Dalam diskusi ilmiah bertema 'Benarkah Ada Pribumi dan Non-Pribumi?'yang digelar oleh Institut Kajian Sosiologi Indonesia (IKSI) Universitas Sumatera Utara (USU) di lantai II Ruang Sidang FISIP USU, Selasa (20/9), konflik dan sentimen horizontal yang terjadi di masyarakat menjadi salah satu pokok pembahasan yang sangat disoroti.
Dr. Fikarwin Zuska mengatakan, konflik dan sentimen horizontal tersebut disebabkan oleh adanya kepentingan kekuasaan dan ekonomi.
"Konflik dan sentimen horizontal yang terjadi di masyarakat disebabkan kepentingan kekuasaan dan ekonomi," katanya.
"Etnis Tionghoa yang selama ini dianggap sebagai nonpribumi, ternyata mayoritas berada di kelas ekonomi atas. Hal ini
tentu menimbulkan kecumburuan bagi masyarakat yang katanya pribumi," sambungnya.

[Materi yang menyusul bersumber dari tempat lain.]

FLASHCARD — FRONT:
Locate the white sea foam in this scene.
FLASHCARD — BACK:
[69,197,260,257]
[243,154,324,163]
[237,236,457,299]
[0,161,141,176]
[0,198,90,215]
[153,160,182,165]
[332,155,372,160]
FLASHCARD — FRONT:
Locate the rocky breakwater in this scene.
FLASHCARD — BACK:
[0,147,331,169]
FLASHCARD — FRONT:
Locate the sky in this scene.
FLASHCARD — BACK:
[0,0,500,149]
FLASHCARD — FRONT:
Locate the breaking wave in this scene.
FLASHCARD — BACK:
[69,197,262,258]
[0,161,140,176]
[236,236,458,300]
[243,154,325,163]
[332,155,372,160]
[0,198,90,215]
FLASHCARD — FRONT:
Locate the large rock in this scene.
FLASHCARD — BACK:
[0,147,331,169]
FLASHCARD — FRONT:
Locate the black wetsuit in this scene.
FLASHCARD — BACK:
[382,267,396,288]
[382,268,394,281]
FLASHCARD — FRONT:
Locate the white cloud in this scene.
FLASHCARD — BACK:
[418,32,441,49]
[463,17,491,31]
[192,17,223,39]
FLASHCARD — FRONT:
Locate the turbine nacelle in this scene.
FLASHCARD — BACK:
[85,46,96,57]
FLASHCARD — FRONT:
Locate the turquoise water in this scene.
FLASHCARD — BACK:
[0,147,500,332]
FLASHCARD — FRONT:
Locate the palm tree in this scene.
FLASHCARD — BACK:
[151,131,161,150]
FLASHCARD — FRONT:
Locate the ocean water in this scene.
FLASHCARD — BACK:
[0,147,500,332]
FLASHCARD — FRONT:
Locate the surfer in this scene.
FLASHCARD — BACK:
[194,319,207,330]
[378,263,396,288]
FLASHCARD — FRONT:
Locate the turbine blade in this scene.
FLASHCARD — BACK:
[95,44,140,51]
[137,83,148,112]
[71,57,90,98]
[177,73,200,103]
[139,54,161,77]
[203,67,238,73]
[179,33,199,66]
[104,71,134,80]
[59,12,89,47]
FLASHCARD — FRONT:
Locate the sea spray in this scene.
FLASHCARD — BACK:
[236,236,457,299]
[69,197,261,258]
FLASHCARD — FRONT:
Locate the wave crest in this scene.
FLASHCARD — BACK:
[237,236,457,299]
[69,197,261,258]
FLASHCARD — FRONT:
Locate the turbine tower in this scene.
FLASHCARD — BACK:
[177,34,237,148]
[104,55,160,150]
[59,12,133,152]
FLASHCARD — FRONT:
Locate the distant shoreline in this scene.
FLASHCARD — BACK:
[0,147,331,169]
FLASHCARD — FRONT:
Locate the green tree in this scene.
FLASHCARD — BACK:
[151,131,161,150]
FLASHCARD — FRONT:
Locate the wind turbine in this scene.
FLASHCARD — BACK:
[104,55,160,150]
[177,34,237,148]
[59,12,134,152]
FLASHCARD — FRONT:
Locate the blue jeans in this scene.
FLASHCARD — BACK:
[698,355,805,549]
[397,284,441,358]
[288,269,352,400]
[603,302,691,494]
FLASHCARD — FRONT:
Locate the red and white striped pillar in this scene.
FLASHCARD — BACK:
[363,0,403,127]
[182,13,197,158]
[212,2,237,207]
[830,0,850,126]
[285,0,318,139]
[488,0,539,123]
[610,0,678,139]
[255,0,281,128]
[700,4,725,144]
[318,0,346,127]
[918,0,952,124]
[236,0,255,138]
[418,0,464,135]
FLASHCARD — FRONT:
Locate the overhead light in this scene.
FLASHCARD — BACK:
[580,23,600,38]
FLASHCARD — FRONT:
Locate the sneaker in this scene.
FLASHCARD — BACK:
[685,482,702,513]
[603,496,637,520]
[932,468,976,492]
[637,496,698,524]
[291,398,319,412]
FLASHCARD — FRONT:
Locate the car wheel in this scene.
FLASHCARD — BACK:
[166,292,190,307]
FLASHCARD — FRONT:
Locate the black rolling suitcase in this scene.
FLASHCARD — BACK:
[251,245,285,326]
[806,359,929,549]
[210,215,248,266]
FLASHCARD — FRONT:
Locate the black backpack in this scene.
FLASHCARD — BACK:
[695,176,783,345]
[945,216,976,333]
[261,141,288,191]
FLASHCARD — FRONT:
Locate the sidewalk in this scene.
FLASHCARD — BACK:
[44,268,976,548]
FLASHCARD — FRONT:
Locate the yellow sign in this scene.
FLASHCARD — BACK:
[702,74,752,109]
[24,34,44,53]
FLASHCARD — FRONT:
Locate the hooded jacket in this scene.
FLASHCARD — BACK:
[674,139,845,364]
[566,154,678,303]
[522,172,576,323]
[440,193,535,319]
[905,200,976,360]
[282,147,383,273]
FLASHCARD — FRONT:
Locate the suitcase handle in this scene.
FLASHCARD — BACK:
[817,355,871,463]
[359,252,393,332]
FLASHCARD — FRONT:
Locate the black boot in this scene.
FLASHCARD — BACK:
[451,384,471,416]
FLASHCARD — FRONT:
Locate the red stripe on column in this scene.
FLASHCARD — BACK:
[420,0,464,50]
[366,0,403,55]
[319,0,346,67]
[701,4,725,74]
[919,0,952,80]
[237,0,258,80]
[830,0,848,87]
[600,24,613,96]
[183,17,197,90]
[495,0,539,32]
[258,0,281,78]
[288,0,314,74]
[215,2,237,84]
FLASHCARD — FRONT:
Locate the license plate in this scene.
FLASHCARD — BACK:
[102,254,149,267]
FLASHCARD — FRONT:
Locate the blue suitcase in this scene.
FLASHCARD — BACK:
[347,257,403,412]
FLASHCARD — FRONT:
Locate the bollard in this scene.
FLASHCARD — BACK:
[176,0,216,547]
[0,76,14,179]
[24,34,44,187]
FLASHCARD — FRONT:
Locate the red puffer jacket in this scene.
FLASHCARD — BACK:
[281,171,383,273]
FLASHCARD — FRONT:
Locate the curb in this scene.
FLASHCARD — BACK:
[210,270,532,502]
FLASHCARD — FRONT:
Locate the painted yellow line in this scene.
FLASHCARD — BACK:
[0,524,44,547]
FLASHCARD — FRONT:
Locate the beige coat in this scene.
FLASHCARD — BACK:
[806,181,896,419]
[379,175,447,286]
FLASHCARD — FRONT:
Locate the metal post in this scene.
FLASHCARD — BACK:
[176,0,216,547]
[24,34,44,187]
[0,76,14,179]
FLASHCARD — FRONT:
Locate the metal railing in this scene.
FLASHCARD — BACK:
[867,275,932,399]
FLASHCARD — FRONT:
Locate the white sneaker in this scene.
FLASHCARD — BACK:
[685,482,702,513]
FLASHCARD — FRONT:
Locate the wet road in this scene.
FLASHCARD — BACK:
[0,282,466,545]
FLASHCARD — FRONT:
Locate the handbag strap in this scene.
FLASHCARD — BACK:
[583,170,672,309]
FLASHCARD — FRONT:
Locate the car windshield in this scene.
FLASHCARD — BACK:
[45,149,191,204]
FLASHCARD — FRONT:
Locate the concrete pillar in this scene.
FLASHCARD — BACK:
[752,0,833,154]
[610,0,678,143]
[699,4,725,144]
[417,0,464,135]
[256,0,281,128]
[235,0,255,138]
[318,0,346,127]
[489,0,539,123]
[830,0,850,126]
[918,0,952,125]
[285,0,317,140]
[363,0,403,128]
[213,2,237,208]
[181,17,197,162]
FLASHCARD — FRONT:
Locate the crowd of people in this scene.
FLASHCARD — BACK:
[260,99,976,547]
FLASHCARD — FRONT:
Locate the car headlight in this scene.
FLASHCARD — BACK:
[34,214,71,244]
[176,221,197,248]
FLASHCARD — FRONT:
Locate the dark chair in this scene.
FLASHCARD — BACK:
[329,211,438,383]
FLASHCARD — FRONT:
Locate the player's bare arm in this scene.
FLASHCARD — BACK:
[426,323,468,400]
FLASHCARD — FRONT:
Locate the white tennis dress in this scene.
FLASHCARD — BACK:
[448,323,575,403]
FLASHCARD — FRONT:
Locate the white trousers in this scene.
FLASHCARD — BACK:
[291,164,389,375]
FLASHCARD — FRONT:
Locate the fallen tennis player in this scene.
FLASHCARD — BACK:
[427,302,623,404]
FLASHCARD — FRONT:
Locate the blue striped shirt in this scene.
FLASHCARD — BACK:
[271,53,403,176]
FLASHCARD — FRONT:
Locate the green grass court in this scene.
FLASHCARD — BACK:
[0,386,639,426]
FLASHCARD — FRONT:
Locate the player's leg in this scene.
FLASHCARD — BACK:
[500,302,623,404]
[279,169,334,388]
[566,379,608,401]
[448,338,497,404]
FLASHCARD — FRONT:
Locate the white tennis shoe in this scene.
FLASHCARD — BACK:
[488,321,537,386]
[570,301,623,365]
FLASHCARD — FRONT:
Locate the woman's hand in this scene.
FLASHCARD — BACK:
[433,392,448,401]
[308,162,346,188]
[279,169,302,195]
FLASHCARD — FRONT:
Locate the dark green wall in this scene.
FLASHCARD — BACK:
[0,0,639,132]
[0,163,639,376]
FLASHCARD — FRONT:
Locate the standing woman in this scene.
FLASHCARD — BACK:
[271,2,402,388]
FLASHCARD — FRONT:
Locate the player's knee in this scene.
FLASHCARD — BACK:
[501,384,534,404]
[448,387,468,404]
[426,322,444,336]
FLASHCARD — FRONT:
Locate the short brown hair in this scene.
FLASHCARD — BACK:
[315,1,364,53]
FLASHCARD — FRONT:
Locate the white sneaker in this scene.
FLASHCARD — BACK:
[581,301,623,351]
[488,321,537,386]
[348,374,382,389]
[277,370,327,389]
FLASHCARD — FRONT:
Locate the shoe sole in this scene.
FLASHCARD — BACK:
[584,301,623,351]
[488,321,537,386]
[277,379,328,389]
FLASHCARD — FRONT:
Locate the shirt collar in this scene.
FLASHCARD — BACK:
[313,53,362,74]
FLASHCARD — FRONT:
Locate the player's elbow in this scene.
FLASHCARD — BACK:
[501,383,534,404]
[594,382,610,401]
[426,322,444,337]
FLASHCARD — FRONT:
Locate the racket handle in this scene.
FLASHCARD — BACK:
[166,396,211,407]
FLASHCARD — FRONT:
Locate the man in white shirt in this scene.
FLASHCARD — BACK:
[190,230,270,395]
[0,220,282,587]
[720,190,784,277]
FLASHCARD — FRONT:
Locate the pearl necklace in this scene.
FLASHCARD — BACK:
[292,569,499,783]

Menurut Dr. Fikarwin, cara paling mudah untuk meredam bibit –bibit konflik horizontal tersebut adalah dengan menahan diri untuk tidak menunjukkan kelimpahan ekonomi secara demonstratif atau berlebihan.
"Daripada menunjukkan kelimpahan ekonomi, lebih baik kelas atas menyalurkan kelimpahan ekonominya pada masyarakat kurang mampu," jelasnya.
Sedangkan menurut seorang pembicara lainnya, Jimmi Iskandar MBA yang menjadi perwakilan dari masyarakat Tionghoa, pandangan negatif antara masyarakat Tionghoa dan non-Tionghoa harus direkonstruksi.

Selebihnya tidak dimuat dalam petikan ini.